Laut CAREs Bericht müssen fast 40 Prozent aller syrischen
Flüchtlingsfamilien in Jordanien ohne Familienvater auskommen, fast
doppelt so viele wie noch vor zwei Jahren. „Die Frauen fliehen vor
Krieg und Verzweiflung, sie wollen sich und ihre Kinder in Sicherheit
bringen. Auf der Flucht sind sie dann häufig erneut Gewalt und auch
sexuellen Übergriffen ausgesetzt, von Schmugglern und
Menschenhändlern abhängig“, so CARE-Generalsekretär Karl-Otto Zentel.

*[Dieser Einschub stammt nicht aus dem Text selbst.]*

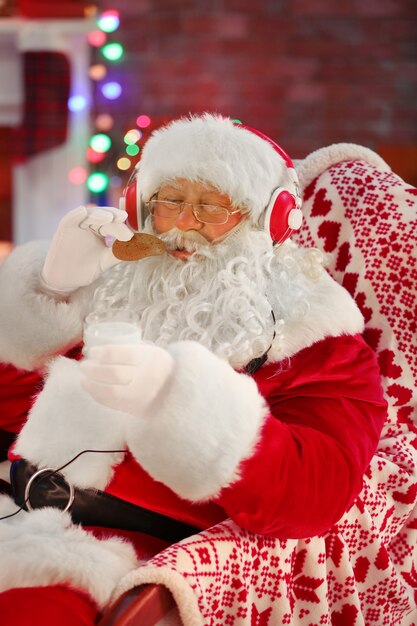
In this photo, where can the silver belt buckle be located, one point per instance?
(71, 494)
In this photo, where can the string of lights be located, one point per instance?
(108, 149)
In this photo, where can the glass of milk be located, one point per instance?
(110, 327)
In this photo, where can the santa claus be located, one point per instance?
(251, 394)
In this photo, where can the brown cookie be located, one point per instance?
(140, 246)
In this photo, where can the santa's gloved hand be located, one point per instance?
(78, 253)
(127, 377)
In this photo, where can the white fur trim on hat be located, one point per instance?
(214, 150)
(64, 421)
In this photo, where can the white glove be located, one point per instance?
(78, 253)
(127, 377)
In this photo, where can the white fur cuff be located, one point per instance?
(44, 548)
(34, 325)
(208, 421)
(64, 421)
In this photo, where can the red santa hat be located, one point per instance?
(214, 149)
(239, 161)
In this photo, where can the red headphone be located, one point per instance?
(281, 217)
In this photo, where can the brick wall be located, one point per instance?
(307, 72)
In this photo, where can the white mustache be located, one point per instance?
(189, 240)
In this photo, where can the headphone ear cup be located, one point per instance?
(282, 216)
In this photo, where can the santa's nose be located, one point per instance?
(186, 220)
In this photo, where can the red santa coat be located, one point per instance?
(317, 391)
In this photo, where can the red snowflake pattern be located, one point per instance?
(363, 570)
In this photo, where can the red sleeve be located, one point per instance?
(18, 390)
(326, 414)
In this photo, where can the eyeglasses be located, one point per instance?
(205, 213)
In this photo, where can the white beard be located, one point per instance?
(222, 297)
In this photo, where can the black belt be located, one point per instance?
(34, 489)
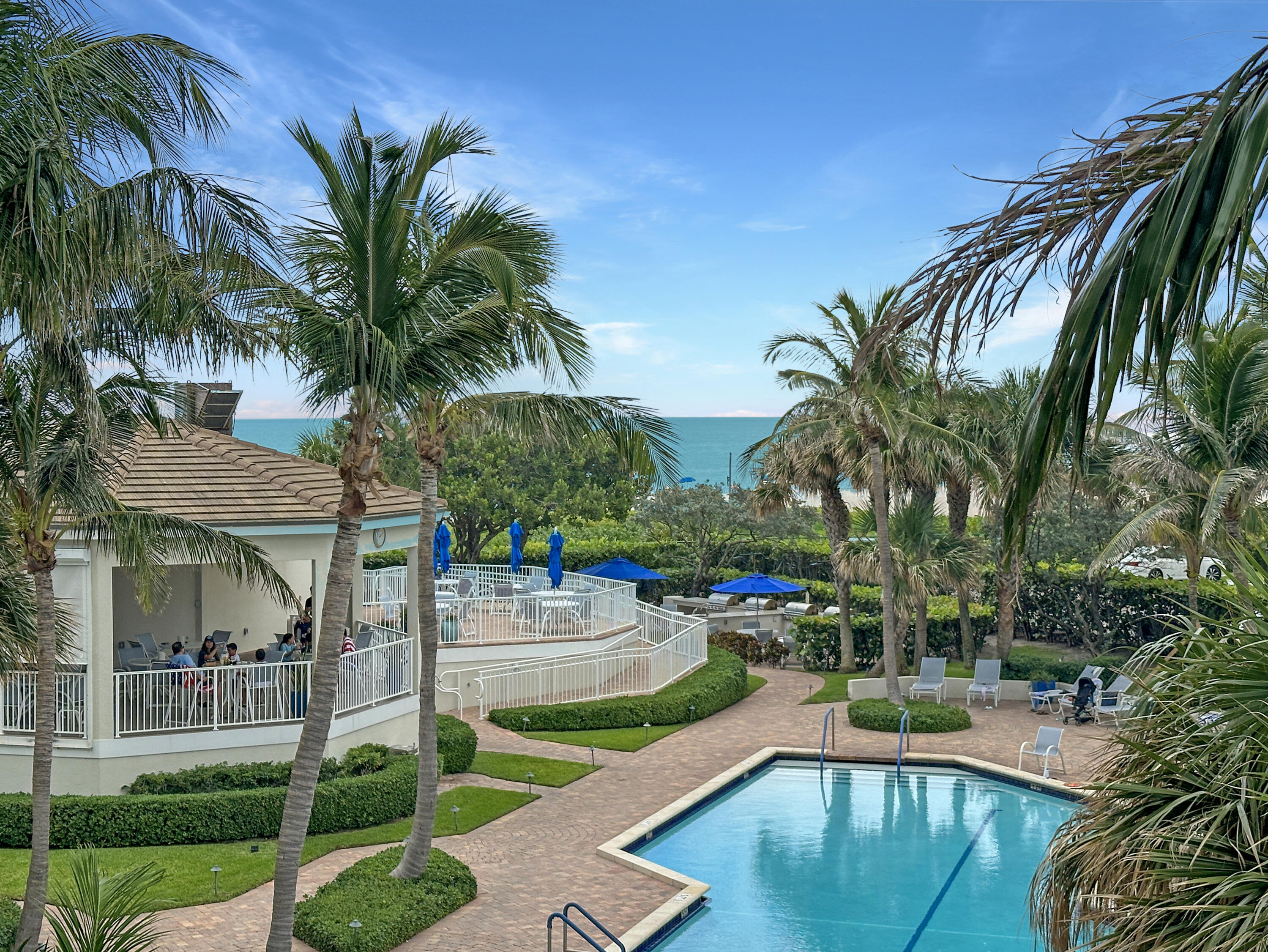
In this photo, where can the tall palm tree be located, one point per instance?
(350, 316)
(486, 269)
(61, 442)
(1144, 225)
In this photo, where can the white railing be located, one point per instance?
(210, 699)
(666, 647)
(18, 698)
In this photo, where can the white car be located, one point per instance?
(1157, 563)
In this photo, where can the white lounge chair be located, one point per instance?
(1047, 743)
(932, 680)
(986, 681)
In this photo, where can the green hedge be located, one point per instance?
(818, 638)
(390, 911)
(719, 684)
(927, 718)
(456, 743)
(347, 803)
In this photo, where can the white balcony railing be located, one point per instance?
(18, 715)
(210, 699)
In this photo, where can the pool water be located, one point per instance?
(940, 861)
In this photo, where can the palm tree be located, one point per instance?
(1144, 225)
(1201, 457)
(484, 271)
(355, 307)
(61, 440)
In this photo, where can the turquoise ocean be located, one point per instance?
(704, 443)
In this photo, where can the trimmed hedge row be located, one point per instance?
(390, 911)
(927, 717)
(224, 817)
(719, 684)
(456, 743)
(818, 638)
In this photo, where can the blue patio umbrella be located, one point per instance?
(516, 533)
(555, 568)
(622, 571)
(440, 549)
(757, 585)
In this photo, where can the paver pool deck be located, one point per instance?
(533, 861)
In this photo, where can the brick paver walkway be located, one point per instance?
(542, 856)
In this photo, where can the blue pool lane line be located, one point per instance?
(946, 886)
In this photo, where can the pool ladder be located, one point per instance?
(568, 923)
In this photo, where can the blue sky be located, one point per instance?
(712, 168)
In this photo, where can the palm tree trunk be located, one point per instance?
(42, 756)
(889, 653)
(320, 714)
(959, 497)
(836, 524)
(922, 632)
(418, 850)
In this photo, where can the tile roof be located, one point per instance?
(208, 477)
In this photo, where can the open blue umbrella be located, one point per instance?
(757, 585)
(440, 549)
(623, 571)
(516, 533)
(555, 568)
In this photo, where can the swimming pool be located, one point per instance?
(937, 862)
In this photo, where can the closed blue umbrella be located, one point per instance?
(440, 549)
(555, 568)
(516, 533)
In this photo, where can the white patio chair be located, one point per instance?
(1047, 743)
(932, 680)
(986, 681)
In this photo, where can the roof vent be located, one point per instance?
(211, 406)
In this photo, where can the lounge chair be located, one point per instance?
(986, 681)
(932, 680)
(1047, 743)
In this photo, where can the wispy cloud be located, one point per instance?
(771, 227)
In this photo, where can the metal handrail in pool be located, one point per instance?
(902, 730)
(823, 744)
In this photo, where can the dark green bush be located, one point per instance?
(456, 743)
(345, 803)
(719, 684)
(390, 911)
(927, 717)
(208, 779)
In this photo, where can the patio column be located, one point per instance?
(413, 609)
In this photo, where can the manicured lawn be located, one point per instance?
(189, 878)
(613, 739)
(547, 771)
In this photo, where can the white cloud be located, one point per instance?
(618, 338)
(771, 227)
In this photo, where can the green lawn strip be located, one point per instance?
(547, 771)
(189, 867)
(628, 739)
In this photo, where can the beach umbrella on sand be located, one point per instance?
(623, 571)
(555, 568)
(440, 549)
(516, 533)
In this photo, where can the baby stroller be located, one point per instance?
(1081, 703)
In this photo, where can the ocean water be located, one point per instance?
(704, 443)
(859, 861)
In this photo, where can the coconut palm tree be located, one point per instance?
(355, 304)
(61, 440)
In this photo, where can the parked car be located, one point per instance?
(1150, 562)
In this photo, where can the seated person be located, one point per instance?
(179, 657)
(210, 653)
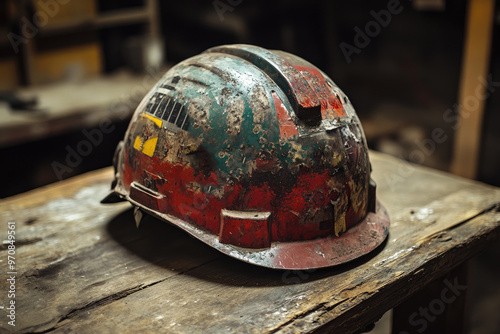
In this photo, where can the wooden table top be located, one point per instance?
(84, 267)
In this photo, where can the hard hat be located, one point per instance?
(257, 153)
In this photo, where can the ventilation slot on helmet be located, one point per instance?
(164, 107)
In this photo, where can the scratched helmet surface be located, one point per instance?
(257, 153)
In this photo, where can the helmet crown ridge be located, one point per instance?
(256, 153)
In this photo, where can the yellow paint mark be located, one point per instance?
(149, 146)
(138, 143)
(157, 121)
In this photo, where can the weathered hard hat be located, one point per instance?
(257, 153)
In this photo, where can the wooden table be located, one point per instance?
(83, 267)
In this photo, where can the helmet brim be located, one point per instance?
(329, 251)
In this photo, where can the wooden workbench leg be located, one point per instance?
(438, 308)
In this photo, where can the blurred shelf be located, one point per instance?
(72, 106)
(103, 20)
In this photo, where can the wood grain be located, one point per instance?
(84, 267)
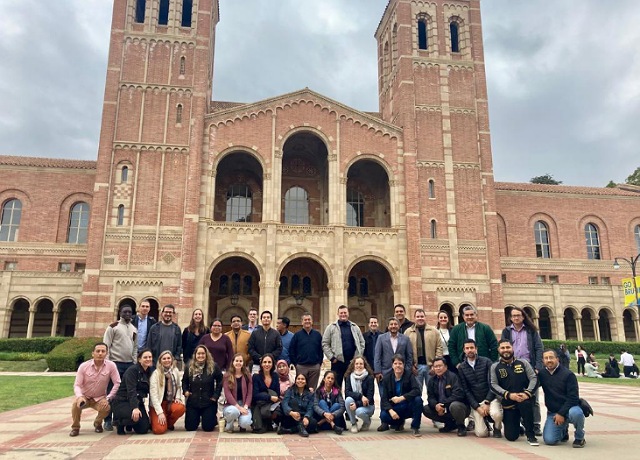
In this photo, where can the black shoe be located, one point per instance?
(579, 443)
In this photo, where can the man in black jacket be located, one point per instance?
(561, 396)
(474, 374)
(446, 401)
(514, 381)
(401, 399)
(264, 340)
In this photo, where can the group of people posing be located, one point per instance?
(468, 374)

In Griechenland, wo weiterhin zehntausende Flüchtlinge ausharren,
ist die Situation besonders schwierig: Hier muss sogar jede zweite
syrische Frau alleine ihr eigenes und das Überleben der Kinder
sichern. Väter und andere männliche Familienmitglieder sind häufig
vor der Schließung der Balkanroute nach Deutschland oder in andere
europäische Länder geflohen, in der Hoffnung, ihre Familien dann
nachholen zu können. Familienzusammenführungen und zugesagte
Umsiedlungen laufen weiterhin schleppend. Von den vorgesehenen 66.400
Umsiedlungen, die Griechenland entlasten sollen, wurden bis heute
jedoch gerade einmal knapp 3700 Menschen in anderen EU-Ländern
aufgenommen.

95 Prozent der befragten Frauen gaben an, unter der anhaltenden
Fluchtsituation, der großen Verantwortung und der Angst um ihre
Kinder stark zu leiden. „Die Frauen schultern eine enorme Last.
Unsere Kollegen hören leider immer häufiger davon, dass Frauen ihren
Körper verkaufen, um ihre Kinder zu ernähren. In Jordanien wird
bereits jedes zehnte syrische Mädchen verheiratet, weil viele Mütter
nicht mehr wissen, wie sie ihre Kinder sonst über Wasser halten
können“, so Zentel. Fast zwei Drittel aller befragten syrischen
Flüchtlingsfrauen gaben an, sich vor Gewalt und Übergriffen zu
fürchten.

Anlässlich der Flüchtlingsgipfel in New York am 19. und 20.
September fordert CARE Regierungen dazu auf, mehr Unterstützung für
Flüchtlingsfrauen bereitzustellen und ihre besonderen Bedürfnisse und
Vulnerabilitäten zu beachten. „Wir fordern legale und sichere
Fluchtwege, damit Frauen sich nicht alleine auf den gefährlichen Weg
machen und von Schmugglern abhängig sind. Eine Flucht vor dem Krieg
in Syrien darf nicht bedeuten, dass an seine Stelle sexualisierte
Gewalt, Menschenhandel und Missbrauch tritt“, so Zentel.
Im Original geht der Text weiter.